Iron Out, Monopoly?

In 1936, Parker Brothers introduced Monopoly after purchasing the rights from the person they thought had invented the game. However, despite what the flimsy pamphlet in most Monopoly sets has always maintained, the board game was not, in fact, birthed during the Depression by a down-on-his-luck, unemployed heating engineer named Charles Darrow, ideating out on his kitchen table a game that would enable him to recall happier days in Atlantic City.

Numerous variations had been in existence for years prior. For example, in 1931, a guy called Louis Thun produced an incipient version of the game. In his flimsy four-page pamphlet that came with the game, the rules were set out containing this ironic quote: "Monopoly is designed to show the evils resulting from the institution of private property." If the irony is lost on you, that's because you haven't been following the decades-long lawsuits flying around, trying to decide what person, persons or company actually has the Monopoly on Monopoly.

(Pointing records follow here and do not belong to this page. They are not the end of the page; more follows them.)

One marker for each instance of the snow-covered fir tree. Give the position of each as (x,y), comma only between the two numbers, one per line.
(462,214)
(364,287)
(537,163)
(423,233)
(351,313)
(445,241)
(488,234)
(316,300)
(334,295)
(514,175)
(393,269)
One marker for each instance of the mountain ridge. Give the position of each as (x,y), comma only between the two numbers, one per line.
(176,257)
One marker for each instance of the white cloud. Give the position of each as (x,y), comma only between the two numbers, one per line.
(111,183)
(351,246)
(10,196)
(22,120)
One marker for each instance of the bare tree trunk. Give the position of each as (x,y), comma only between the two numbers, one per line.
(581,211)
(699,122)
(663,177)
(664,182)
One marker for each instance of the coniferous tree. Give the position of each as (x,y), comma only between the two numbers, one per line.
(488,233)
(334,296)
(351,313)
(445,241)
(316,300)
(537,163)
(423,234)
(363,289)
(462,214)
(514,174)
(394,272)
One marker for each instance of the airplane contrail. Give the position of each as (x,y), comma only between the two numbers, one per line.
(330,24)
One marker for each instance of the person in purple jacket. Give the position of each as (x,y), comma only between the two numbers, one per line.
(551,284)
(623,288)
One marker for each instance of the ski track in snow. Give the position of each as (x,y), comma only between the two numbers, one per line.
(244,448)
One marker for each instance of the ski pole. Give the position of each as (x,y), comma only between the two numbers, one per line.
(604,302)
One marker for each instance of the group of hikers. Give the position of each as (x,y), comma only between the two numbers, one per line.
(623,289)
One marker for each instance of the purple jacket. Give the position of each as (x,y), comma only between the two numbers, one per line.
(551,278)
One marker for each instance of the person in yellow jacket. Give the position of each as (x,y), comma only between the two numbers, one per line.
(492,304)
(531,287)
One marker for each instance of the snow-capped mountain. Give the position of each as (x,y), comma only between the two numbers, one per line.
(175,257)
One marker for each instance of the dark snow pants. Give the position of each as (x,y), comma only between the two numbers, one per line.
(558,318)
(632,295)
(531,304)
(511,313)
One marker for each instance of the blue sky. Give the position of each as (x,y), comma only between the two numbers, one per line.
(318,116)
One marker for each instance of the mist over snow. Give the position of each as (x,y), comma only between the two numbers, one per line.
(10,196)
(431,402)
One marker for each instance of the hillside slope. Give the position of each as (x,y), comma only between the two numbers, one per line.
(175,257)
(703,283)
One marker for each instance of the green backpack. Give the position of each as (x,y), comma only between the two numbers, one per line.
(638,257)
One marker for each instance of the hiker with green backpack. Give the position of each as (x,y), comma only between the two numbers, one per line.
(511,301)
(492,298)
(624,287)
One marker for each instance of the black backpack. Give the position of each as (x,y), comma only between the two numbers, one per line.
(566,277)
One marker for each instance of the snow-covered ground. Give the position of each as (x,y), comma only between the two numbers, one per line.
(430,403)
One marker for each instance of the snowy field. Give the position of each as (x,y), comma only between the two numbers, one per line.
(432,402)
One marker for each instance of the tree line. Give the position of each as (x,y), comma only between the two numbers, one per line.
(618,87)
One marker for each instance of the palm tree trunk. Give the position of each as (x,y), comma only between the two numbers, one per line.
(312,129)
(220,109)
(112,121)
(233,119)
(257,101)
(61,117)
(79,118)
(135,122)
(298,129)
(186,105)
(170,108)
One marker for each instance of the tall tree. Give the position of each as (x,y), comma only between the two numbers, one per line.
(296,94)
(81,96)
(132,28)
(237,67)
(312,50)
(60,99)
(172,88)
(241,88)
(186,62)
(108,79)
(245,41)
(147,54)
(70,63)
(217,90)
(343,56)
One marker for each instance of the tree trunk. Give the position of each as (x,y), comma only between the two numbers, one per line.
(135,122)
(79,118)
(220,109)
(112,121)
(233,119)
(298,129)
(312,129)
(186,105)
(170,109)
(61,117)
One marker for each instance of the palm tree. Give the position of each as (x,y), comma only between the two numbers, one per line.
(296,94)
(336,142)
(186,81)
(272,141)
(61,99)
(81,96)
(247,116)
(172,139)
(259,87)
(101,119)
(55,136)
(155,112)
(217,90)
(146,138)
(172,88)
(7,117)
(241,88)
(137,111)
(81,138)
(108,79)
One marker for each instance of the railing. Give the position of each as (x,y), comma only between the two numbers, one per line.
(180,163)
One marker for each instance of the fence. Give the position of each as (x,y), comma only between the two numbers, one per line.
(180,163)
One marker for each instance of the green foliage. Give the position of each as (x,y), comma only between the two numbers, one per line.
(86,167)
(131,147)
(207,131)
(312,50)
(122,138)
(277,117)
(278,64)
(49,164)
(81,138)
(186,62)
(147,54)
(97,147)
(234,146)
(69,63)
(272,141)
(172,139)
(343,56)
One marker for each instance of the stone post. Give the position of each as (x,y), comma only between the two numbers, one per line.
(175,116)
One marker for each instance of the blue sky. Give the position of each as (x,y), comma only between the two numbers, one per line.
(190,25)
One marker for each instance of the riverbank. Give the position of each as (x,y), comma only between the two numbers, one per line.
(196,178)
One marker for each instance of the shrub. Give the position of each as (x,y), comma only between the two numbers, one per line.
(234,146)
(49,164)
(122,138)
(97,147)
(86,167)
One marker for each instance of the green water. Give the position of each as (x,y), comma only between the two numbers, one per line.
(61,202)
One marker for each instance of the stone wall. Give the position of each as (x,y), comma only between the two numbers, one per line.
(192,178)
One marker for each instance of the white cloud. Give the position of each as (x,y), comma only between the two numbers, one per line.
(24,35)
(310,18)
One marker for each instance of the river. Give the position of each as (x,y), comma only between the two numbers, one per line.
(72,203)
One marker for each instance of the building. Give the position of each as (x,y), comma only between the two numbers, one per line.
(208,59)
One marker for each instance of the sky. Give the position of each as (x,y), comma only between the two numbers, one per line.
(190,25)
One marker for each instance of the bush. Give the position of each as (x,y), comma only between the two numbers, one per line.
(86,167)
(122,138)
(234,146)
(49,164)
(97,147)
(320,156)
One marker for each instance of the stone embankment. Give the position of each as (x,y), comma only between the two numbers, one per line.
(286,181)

Meantime, Hasbro, who produces Monopoly presently, was busy some months ago rewriting the history of the game in its own way. In an attempt to spark fresh interest in an old game, the company created two polls on the Internet to help decide the future of some of the game's playing pieces. (Ah, marketing driving product... after Mustafa trotted in shirtless on a horse, every ancient brand thinks they're going to be the Old Spice of X.)

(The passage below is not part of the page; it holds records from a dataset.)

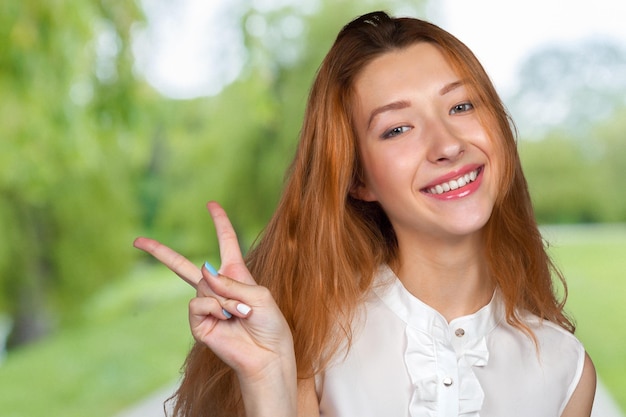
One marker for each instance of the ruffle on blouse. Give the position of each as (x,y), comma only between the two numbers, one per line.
(441,369)
(429,379)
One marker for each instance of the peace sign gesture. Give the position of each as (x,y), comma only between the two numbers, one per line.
(237,319)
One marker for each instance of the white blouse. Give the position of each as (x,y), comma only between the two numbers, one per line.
(407,360)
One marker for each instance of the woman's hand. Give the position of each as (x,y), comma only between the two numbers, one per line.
(238,320)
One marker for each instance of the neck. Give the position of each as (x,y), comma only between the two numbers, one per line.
(451,277)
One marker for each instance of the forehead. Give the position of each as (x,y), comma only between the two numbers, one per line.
(422,58)
(420,68)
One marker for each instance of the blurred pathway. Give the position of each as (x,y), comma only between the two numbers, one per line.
(604,405)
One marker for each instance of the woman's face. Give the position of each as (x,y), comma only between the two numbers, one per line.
(426,157)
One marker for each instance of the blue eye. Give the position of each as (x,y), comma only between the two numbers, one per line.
(462,107)
(396,131)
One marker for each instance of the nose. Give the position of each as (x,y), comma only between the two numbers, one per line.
(445,145)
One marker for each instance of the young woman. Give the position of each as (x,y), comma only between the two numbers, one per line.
(403,273)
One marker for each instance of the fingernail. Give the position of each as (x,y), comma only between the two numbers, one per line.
(210,268)
(243,309)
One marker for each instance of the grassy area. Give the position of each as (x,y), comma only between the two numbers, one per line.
(136,335)
(134,343)
(593,260)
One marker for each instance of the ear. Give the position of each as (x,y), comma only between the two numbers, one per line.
(360,191)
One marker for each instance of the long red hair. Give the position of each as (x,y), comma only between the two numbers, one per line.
(319,253)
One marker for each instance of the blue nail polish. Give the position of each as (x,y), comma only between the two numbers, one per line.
(210,268)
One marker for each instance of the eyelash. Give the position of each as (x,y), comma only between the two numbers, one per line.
(398,130)
(461,108)
(395,131)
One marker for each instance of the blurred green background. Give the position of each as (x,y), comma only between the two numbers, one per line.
(92,155)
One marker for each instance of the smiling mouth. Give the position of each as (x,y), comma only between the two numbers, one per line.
(452,185)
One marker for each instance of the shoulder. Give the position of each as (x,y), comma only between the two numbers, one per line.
(581,401)
(561,352)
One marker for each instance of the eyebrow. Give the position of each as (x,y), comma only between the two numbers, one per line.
(396,105)
(402,104)
(449,87)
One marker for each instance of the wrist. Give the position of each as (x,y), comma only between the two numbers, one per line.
(272,391)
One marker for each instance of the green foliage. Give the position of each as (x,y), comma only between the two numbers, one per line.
(66,117)
(133,343)
(592,260)
(571,179)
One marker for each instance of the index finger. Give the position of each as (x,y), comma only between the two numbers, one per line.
(180,265)
(233,264)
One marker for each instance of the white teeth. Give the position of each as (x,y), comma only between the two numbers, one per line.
(454,184)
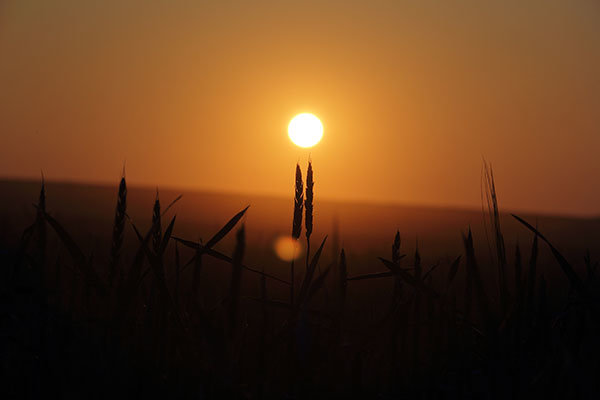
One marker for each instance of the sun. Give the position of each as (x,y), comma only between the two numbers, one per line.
(305,130)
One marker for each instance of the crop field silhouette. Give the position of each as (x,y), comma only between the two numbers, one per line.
(150,310)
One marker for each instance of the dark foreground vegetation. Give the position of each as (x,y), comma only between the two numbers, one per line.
(79,325)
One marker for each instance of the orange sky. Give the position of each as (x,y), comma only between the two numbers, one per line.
(412,95)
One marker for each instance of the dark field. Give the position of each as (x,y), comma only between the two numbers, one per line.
(150,316)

The first poll that appeared on Hasbro's Web site asked people to vote for a brand new playing piece. Of the five choices (robot, helicopter, ring, guitar and cat), it was--surprise, surprise--the feline for the win. Alex wrote about that, if you recall. Then, over on Monopoly's Facebook page, in a quasi-reality-show format, fans were asked to vote one of the classic playing pieces "off the island" via a special contest called Save Your Token. The fate of the car, the thimble, the boot, Scottie the dog, the battleship, the hat, the iron and the wheelbarrow hung on every click.

Ultimately, it wasn't the boot that got the boot, rather the iron. Daily Show writer Daniel Radosh had this to tweet upon hearing the news:

So what do you think of this, er, move? Would you have rather they left well enough alone? Are you looking forward to buying the new set with the new piece? Let us know in the comments below...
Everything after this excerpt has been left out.